The data can be obvious stuff like your name, address, gender, age, marital status. But data can also be your current location, the make and model of the device you’re using, how long you spend using the service and even more detailed information than that. Companies will pay good money to know your search history, which products you’re thinking of buying, where you’re planning to go on holiday and then advertise those things to you.
None of this is likely to be news to you because, no sooner have you looked at a pair of shoes, there’s an advert on your Facebook feed for those exact shoes.
What you probably don’t know is just how much all that data about you is worth. Data privacy company LetAlone says people are blissfully unaware that Facebook, for example, earns up to US$900 per year (around £670) by selling each user’s personal information to other companies.
This past week, it surveyed 1000 adult Facebook users in the UK and found that, on average, they would want only £250 per year for that data. But, of course, they’re effectively giving it away for free.
The research found that over half of the respondents – 57% – were shocked and angry that data was being shared without their permission, and 40% were “furious” that Facebook – and other platforms – could sell details such as where they live and work.
The truth is that they have granted this permission; even if they’re unaware they’ve done so. This is why it’s important to read what you’re agreeing to when you sign up for any account.
With 42 million Facebook users, Facebook makes around $37 billion per year from its UK users alone.
But new companies like LetAlone are popping up which promise to help you control what happens to your data, and get a share of what it’s worth.

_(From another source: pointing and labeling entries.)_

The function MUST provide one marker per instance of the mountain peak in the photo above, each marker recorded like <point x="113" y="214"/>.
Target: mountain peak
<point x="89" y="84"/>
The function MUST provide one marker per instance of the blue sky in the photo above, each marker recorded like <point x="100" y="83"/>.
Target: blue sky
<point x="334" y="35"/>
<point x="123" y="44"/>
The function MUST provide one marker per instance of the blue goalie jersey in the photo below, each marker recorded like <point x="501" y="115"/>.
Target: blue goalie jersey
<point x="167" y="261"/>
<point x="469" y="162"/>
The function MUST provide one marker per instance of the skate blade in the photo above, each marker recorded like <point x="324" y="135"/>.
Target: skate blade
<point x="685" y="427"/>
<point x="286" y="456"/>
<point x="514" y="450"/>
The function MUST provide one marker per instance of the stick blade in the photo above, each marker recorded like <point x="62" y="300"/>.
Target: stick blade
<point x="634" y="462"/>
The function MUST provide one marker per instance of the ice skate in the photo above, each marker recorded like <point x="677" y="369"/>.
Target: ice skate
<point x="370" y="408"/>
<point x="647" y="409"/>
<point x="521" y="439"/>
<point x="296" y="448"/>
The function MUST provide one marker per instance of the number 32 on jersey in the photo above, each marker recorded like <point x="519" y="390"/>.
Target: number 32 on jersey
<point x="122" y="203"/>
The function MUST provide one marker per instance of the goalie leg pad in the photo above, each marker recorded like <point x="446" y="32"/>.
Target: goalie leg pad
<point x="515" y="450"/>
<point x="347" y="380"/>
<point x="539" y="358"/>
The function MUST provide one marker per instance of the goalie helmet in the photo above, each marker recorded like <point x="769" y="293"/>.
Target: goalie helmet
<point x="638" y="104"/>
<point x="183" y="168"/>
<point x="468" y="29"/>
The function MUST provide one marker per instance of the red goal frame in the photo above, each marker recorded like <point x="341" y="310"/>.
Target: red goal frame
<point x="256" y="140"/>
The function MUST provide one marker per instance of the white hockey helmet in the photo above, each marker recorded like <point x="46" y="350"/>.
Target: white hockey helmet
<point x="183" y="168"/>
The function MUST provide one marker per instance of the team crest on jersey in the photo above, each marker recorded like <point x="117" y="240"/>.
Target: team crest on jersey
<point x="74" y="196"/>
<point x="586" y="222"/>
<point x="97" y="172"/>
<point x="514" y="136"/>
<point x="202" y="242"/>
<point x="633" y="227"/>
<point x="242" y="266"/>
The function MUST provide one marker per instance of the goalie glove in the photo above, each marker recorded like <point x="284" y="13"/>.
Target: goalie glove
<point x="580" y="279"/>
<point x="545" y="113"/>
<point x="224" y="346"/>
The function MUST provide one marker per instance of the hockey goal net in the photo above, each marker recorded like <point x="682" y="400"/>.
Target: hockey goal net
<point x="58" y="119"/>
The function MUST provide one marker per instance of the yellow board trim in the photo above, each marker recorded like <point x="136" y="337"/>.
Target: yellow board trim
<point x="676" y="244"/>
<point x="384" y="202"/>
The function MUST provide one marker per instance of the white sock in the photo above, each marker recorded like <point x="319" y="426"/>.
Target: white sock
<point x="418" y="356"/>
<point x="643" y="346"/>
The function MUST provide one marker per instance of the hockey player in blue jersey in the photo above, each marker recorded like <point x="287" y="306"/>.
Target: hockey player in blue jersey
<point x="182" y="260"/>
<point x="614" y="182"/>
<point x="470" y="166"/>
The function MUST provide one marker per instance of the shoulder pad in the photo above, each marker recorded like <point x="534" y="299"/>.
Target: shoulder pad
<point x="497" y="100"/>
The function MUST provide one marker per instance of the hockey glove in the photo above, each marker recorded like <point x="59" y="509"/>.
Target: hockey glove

This doesn’t help you with Facebook or any account you’ve already created because you’ve already signed away your rights to that data. It’s also pretty much impossible to get that data deleted and all you can do is to close your account and stop using the service in question.
Existing privacy and security software such as VPN and antivirus doesn’t help either. When you log into Facebook, a VPN can’t make you anonymous: you’re telling Facebook exactly who you are.
And even if you don’t sign in, fingerprinting techniques – using many of the details mentioned previously such as the model of iPhone you’re using and lots of data supplied by your web browser, such as screen size and resolution, can identify you from every other user so your activity can still be tied to you and the resulting valuable data sold on.
LetAlone reckons all this should change and that users should be able to see what data a company has and be able to choose whether information is sold on or not. And if it is, they should get paid for doing so.
Laws such as GDPR in Europe and CCPA in California are already helping to ensure data is managed and used appropriately, but this is no guarantee your data will remain private. There’s already a catalogue of companies which have been hit with huge fines for breaching such laws, including €50 million for Google (it failed to make data processing information easily accessible to users), €32m for H&M (which was secretly monitoring employees), £20m for British Airways (for a data breach involving 400,000 customers) and over £18m for Marriott Hotels (for another leak due to hacking).